14. In view of the aforesaid provision and the decision of the Apex Court it is apparent that appellate Court has committed grave error in not considering the merits of the interlocutory order while it was related with the valuable right of appellants. In view of said this Court is having two options either this question be decided here or it be sent back to appellate Court for considering the merits of the said application. The suit was instituted in the year 1980. Thus, looking to the long pendency I deem fit to decide this question here only.

15. Considering the application of appellants filed on 8-12-1987 I deem fit to provide an opportunity to appellants for adducing the evidence by calling the concerning record otherwise appellants would be deprived from his right to adduce the evidence. Thus by virtue of provision under Order 16, Rule 1, CPC the said application is allowed and the appellants are permitted to summon such record and examine the concerning witness thus the first question of law is answered accordingly.

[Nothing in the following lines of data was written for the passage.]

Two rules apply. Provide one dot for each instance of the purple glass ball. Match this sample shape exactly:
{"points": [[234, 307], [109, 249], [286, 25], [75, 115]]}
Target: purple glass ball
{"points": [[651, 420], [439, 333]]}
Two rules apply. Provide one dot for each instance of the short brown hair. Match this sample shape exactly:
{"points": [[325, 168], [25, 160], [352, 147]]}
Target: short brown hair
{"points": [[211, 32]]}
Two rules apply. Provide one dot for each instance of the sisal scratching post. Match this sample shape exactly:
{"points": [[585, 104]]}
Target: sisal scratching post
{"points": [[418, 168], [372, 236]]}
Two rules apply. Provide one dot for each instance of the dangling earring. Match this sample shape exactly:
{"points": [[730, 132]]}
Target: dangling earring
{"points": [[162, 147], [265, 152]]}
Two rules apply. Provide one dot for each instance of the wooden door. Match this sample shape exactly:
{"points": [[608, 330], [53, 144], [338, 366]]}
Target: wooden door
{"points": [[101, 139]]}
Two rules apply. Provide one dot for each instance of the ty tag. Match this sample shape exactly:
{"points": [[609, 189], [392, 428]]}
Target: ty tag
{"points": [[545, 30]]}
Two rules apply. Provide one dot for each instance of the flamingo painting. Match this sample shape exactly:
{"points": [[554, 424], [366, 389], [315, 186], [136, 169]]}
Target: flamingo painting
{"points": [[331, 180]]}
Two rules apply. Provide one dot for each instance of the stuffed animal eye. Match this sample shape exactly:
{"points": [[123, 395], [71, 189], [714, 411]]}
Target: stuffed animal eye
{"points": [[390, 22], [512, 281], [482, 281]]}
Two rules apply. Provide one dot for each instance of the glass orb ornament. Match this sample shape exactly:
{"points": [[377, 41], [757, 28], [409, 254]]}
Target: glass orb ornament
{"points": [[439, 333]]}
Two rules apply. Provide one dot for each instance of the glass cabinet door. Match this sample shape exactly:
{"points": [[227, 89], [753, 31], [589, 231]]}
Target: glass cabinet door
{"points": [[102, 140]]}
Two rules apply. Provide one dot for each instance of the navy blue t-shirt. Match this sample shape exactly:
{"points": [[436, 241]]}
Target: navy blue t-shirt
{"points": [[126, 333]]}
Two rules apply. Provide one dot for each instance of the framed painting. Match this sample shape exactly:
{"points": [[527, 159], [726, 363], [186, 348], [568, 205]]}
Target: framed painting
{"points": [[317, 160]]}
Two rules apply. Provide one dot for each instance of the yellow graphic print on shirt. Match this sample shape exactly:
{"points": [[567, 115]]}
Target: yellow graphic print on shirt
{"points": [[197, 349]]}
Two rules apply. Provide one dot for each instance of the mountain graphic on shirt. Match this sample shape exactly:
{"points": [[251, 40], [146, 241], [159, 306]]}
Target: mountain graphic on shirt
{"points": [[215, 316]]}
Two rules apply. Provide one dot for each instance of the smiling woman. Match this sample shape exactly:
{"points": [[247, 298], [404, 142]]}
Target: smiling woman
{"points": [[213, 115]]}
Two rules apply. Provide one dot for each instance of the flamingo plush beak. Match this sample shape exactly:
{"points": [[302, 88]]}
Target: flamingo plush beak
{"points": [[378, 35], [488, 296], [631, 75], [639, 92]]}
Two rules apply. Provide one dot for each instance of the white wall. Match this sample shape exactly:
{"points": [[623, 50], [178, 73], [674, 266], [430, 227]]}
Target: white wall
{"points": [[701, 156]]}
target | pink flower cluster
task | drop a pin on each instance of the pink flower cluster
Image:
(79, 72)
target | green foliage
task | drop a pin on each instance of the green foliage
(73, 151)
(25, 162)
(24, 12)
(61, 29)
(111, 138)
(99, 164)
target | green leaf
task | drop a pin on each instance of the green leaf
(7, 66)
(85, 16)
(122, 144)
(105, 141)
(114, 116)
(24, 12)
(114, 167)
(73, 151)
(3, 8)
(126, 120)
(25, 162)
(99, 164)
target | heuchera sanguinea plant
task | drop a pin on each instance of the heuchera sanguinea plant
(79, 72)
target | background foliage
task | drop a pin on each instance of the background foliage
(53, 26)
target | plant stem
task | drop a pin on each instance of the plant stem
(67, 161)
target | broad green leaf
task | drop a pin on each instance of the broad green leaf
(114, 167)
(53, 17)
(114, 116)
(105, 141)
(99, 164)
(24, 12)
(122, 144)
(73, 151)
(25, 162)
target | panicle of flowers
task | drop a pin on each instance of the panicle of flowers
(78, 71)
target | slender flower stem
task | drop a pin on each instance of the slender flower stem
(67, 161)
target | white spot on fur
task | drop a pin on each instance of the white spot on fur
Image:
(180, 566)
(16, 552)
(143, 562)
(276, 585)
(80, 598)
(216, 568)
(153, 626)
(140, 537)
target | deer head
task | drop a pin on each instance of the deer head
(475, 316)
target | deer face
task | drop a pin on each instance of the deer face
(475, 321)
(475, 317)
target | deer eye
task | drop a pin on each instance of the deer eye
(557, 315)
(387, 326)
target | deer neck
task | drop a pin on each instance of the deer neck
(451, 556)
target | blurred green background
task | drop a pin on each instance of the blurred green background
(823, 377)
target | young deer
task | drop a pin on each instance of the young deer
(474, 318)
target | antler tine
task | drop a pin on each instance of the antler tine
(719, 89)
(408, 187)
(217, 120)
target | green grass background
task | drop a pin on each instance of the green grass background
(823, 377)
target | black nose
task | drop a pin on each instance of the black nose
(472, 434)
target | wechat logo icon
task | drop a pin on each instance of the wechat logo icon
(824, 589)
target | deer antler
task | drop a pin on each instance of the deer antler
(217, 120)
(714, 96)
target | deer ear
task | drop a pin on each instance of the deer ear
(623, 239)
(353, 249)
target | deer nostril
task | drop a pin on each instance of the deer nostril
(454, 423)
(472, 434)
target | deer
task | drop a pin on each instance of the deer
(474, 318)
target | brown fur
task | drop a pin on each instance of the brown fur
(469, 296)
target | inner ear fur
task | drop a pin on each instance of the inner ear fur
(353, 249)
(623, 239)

16. So far second substantial question of law is concerned, before giving any finding I would like to refer the aforesaid cited case Balveer Singh AIR 2001 MP 268 (supra) in which it has been held as under:

66. In view of what has been discussed and noticed hereinabove, the question referred to for consideration are answered as follows:
2. Question No. (1)- The "right" contemplated under Section 57(2) of the Madhya Pradesh Land Revenue Code, 1959 is a right other than the cultivatory right in respect of the land as defined under Section 2(1)(k) which stands secured in favour of a bhumiswami, occupancy tenants or a Government lessee as defined under the said Code and this right has to be taken to be confined to the proprietary rights including those rights which vested in the State by operation of law under the enactments in force prior to the corning into effect of the aforesaid Code.

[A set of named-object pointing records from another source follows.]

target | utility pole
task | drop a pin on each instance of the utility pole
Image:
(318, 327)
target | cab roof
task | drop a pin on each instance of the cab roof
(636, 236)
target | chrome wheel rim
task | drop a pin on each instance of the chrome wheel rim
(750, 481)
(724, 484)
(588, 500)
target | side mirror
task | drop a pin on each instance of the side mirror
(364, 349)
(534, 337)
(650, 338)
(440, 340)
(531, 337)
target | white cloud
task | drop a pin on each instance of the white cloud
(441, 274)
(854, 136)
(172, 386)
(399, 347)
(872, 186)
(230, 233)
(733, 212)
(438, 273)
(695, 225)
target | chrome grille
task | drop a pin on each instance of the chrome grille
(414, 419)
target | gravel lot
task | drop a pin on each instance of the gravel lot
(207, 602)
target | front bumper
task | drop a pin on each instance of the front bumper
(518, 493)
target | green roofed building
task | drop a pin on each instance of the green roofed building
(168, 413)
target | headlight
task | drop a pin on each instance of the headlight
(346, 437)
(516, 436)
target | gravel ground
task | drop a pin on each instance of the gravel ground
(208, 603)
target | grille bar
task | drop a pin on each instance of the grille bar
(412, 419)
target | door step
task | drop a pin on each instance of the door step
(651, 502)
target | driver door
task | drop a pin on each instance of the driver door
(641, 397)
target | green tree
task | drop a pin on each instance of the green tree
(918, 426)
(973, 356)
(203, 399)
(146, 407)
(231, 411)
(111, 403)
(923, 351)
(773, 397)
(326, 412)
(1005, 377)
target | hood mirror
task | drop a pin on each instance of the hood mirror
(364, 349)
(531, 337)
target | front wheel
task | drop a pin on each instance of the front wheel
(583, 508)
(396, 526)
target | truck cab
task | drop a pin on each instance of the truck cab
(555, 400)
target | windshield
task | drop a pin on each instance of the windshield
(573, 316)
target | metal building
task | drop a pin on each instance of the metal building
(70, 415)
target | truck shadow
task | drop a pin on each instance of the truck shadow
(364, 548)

Question No. (2)- There can be no distinction as to the forum with respect to the rights of bhumiswami acquired after coming into force of the Madhya Pradesh Land Revenue Code, 1959 and the Bhumiswami rights acquired on the basis of pre-existing rights.

XXX XXX XXX

67. The question referred to in Second Appeal No. 165 of 1998 is answered as follows:

A civil suit is directly maintainable in respect of the disputes with the State other than the disputes contemplated under Section 57(1) of the Code as indicated in our answer to question No. 1 referred to herein-above.
The aforesaid dictum of the Full Bench is directly applicable to the case at hand and finding given by the Courts below that the suit was not maintainable by virtue of Section 57(2) of the Code is not sustainable, because such dispute could only be adjudicated by the Civil Court. It does not require any elaborate reasons or findings thus this question is also answered in favour of the appellants and it is held that appellants had a right to file the civil suit without approaching to the Sub-Divisional Officer under Section 57 of the Code.
17. So far as third substantial question of law is concerned, in view of the answer of the aforesaid questions this questions could be decided only after recording additional evidence in view of answer of question No. 1. Looking to the nature of this question it is apparent that it is related with the appreciation of the documents and the evidence on calling the other revenue record and examining the witnesses such documents and evidence. Yet other evidence is to be adduced by parties in view of this judgment. Thus, in the facts and circumstances this question shall remain open for adjudication before trial Court on remanding this matter the question is answered accordingly.
18. In view of the foregoing discussion, by allowing this appeal in part along with the aforesaid application dated 8-12-1987 the judgments and decrees of both the Courts below are hereby set aside. The matter is remitted back to the trial Court for deciding afresh without influencing by the earlier impugned judgment and decree but after giving an opportunity to lead evidence to appellants as per their application dated 8-12-1987 and also for rebuttal to respondents if so desire. There shall be no orders as to costs.

The appeal is allowed in part. The decree be drawn up accordingly.